Entonces así encontramos que discutían los Apóstoles sobre quién era el más importante, y esta discusión necesariamente hace crecer los sentimientos más contrarios al Evangelio, es decir, la soberbia, la arrogancia, el orgullo, el juzgar de manera implacable al hermano, el cerrarse a la misericordia, el endurecerse obstinadamente en la propia postura. Estas son las características, esto es lo que se puede esperar de una discusión como la que tenían esos discípulos.
Y luego, con ese corazón endurecido, con ese corazón arrogante, sucede la escena de hoy: Jesús toma una decisión de ir hacia Jerusalén, no como turista, no como peregrino simplemente, no para darse una vuelta o un paseo, sino para completar allí su misión profética.
Y entonces, pues, ya sabemos, Jesús tenía que hacer el recorrido desde el norte hacia el sur, donde quedaba Jerusalén, tenía que atravesar Samaría, los samaritanos no se entienden con los judíos, Jerusalén es la capital de Judea, entonces está esa escena: rechazan a Jesús y a sus discípulos porque son peregrinos que van hacia Jerusalén, porque van a Jerusalén los rechazan.
Y aquí pasa lo mismo que con un globo, con una vejiga, esos de caucho que se inflan y se ven muy bellos, pero cualquier alfiler los revienta. PUes lo mismo pasa aquí: la persona que está llena de arrogancia es como ese globo, como esa vejiga, cualquier tropiezo, cualquier contradicción, cualquier humillación, inmediatamente los hace estallar.

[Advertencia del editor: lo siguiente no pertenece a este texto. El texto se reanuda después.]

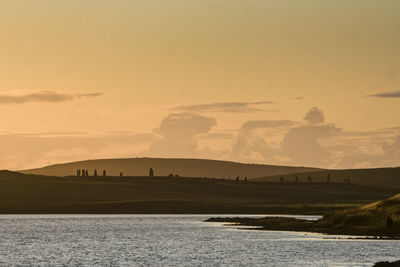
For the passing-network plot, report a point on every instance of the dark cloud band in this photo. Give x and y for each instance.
(387, 95)
(43, 96)
(224, 107)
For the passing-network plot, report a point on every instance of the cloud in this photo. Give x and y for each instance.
(43, 96)
(314, 116)
(258, 124)
(231, 107)
(28, 150)
(180, 133)
(217, 136)
(395, 94)
(302, 145)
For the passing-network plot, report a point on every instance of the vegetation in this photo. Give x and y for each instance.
(381, 218)
(20, 193)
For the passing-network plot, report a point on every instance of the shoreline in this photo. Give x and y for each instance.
(306, 226)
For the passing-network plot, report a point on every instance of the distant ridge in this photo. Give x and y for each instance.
(380, 177)
(166, 166)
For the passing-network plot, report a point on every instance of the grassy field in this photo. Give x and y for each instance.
(382, 177)
(367, 220)
(166, 166)
(20, 193)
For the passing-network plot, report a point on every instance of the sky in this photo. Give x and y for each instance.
(284, 82)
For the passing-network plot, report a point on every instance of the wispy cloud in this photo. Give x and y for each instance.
(225, 107)
(43, 96)
(387, 95)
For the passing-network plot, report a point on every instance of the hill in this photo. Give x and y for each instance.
(22, 193)
(163, 167)
(381, 177)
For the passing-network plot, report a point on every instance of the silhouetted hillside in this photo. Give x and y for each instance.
(382, 177)
(164, 167)
(20, 193)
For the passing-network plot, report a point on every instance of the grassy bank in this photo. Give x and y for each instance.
(368, 220)
(20, 193)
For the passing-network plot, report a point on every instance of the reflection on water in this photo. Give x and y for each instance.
(170, 240)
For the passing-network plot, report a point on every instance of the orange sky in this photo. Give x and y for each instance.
(89, 79)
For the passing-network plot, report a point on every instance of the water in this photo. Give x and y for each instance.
(171, 240)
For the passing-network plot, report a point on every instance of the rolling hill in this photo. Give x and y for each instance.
(24, 194)
(380, 177)
(163, 167)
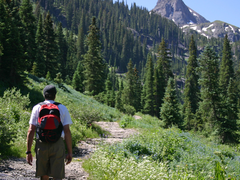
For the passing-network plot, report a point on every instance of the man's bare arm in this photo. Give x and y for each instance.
(68, 140)
(30, 136)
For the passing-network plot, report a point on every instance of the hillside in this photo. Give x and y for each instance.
(178, 12)
(217, 29)
(156, 152)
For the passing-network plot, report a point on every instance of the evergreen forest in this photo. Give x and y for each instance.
(126, 58)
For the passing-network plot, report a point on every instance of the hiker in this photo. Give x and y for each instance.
(51, 129)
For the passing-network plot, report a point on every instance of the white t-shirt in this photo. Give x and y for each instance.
(64, 115)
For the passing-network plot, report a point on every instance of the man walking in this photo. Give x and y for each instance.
(49, 153)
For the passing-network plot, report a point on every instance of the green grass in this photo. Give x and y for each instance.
(159, 153)
(16, 106)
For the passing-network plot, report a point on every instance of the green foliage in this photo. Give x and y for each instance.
(148, 107)
(126, 121)
(93, 62)
(13, 118)
(179, 155)
(78, 77)
(191, 89)
(128, 109)
(170, 113)
(58, 78)
(209, 108)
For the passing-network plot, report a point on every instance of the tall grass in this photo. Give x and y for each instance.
(16, 106)
(159, 153)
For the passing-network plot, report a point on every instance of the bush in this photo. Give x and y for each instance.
(12, 115)
(125, 121)
(130, 110)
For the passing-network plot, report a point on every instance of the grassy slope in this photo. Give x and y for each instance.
(157, 152)
(83, 110)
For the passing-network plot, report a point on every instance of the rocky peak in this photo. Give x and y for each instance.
(177, 11)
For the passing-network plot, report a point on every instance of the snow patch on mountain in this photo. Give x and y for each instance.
(194, 28)
(195, 14)
(205, 29)
(232, 29)
(191, 22)
(204, 35)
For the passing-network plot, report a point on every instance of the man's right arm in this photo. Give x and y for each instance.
(30, 136)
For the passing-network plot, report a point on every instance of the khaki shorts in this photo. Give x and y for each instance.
(50, 159)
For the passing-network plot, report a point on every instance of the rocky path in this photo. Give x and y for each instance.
(17, 168)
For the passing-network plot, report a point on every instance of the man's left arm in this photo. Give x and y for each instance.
(30, 136)
(68, 140)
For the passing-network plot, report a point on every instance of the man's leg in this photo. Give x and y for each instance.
(44, 177)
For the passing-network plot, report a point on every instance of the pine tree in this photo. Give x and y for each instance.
(78, 78)
(118, 103)
(170, 113)
(39, 68)
(13, 61)
(162, 73)
(28, 20)
(228, 130)
(209, 107)
(137, 90)
(62, 49)
(93, 62)
(108, 91)
(128, 92)
(50, 46)
(71, 62)
(226, 68)
(148, 107)
(191, 90)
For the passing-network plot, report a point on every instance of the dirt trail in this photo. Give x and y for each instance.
(17, 168)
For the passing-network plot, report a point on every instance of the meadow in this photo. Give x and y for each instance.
(156, 153)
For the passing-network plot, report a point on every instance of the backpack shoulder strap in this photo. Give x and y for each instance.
(42, 103)
(56, 103)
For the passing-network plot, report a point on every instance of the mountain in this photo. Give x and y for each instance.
(189, 20)
(215, 29)
(177, 11)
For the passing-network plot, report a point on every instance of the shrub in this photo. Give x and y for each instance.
(125, 121)
(130, 110)
(12, 114)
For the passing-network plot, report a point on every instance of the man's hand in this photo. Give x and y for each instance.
(29, 159)
(68, 159)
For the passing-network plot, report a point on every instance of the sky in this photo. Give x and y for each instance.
(223, 10)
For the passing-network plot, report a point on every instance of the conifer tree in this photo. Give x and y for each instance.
(118, 103)
(128, 92)
(62, 49)
(228, 130)
(93, 62)
(162, 73)
(108, 91)
(78, 78)
(170, 113)
(191, 90)
(50, 46)
(209, 107)
(137, 90)
(71, 62)
(226, 68)
(13, 61)
(39, 63)
(148, 107)
(28, 20)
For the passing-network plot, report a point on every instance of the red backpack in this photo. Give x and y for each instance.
(49, 126)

Esto fue lo que les sucedió a estos dos discípulos, especialmente a Santiago y a Juan, que eran hermanos, y Jesús les dice: "Ustedes no saben de qué espíritu son" San Lucas 9,55
Qué hermoso ver cómo la naturaleza humana, frente al misterio de Cristo, finalmente tiene que abrirse, tiene que mostrar sus miserias. Porque así como una herida a veces toca abrirla para que salga la pus, así también Jesús abre el corazón enfermo, y sale toda esa mugre, toda esa enfermedad que tenemos, para que el mismo Jesús nos sane y para que el mismo Jesús nos dé la unidad interior y la paz que el mundo no puede dar.